Set timestamp in output with Kafka Streams

2020-03-26 01:41发布

问题:

I'm getting CSVs in a Kafka topic "raw-data", the goal is to transform them by sending each line in another topic "data" with the right timestamp (different for each line).

Currently, I have 2 streamers:

  • one to split the lines in "raw-data", sending them to an "internal" topic (no timestamp)
  • one with a TimestampExtractor that consumes "internal" and send them to "data".

I'd like to remove the use of this "internal" topic by setting directly the timestamp but I couldn't find a way (the timestamp extractor are only used at consumption time).

I've stumbled upon this line in the documentation:

Note, that the describe default behavior can be changed in the Processor API by assigning timestamps to output records explicitly when calling #forward().
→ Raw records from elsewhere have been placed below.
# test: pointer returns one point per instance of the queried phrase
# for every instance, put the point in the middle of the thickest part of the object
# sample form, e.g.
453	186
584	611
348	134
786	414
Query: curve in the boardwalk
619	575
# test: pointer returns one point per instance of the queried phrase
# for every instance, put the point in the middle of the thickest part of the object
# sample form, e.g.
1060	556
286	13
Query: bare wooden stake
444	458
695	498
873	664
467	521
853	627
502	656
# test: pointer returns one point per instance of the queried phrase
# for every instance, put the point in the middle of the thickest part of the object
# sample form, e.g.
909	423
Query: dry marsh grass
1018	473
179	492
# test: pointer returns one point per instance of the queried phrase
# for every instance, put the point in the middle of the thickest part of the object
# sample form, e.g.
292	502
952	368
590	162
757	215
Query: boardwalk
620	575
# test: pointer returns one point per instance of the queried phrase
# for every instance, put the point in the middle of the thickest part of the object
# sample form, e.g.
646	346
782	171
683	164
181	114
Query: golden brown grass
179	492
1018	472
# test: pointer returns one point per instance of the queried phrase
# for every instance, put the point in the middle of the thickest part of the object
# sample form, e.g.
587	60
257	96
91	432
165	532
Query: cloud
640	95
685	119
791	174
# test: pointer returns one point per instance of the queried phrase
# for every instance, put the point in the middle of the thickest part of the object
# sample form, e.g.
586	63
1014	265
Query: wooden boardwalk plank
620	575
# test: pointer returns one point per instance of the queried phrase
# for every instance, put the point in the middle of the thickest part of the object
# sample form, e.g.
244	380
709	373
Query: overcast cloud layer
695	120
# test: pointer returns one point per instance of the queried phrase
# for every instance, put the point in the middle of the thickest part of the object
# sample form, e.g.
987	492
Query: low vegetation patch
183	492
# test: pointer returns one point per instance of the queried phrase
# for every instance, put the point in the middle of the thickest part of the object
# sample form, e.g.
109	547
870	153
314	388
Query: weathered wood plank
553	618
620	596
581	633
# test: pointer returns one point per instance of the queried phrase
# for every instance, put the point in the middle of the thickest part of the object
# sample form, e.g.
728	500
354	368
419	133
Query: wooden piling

but I couldn't find any signature with a timestamp. What do they mean?

How would you do it?

Edit: To be clear, I have a Kafka topic with one message containing the event time and some value, such as:

2018-01-01,hello 2018-01-02,world (this is ONE message, not two)

I'd like to get two messages in another topic with the Kafka record timestamp set to their event time (2018-01-01 and 2018-01-02) without the need of an intermediate topic.

回答1:

Setting the timestamp for the output requires Kafka Streams 2.0 and is only supported in Processor API. If you use the DSL, you can use transform() to use those APIs.

As you pointed out, you would use context.forward(). The call would be:

stream.transform(new TransformerSupplier() {
  public Transformer get() {
    return new Transformer() {
      // omit other methods for brevity
      // you need to get the `context` from `init()`

      public KeyValue transform(K key, V value) {
        // some business logic

        // you can call #forward() as often as you want
        context.forward(newKey, newValue, To.all().withTimestamp(newTimestamp));

        return null; // only return data via context#forward()
      }
    }
  }
});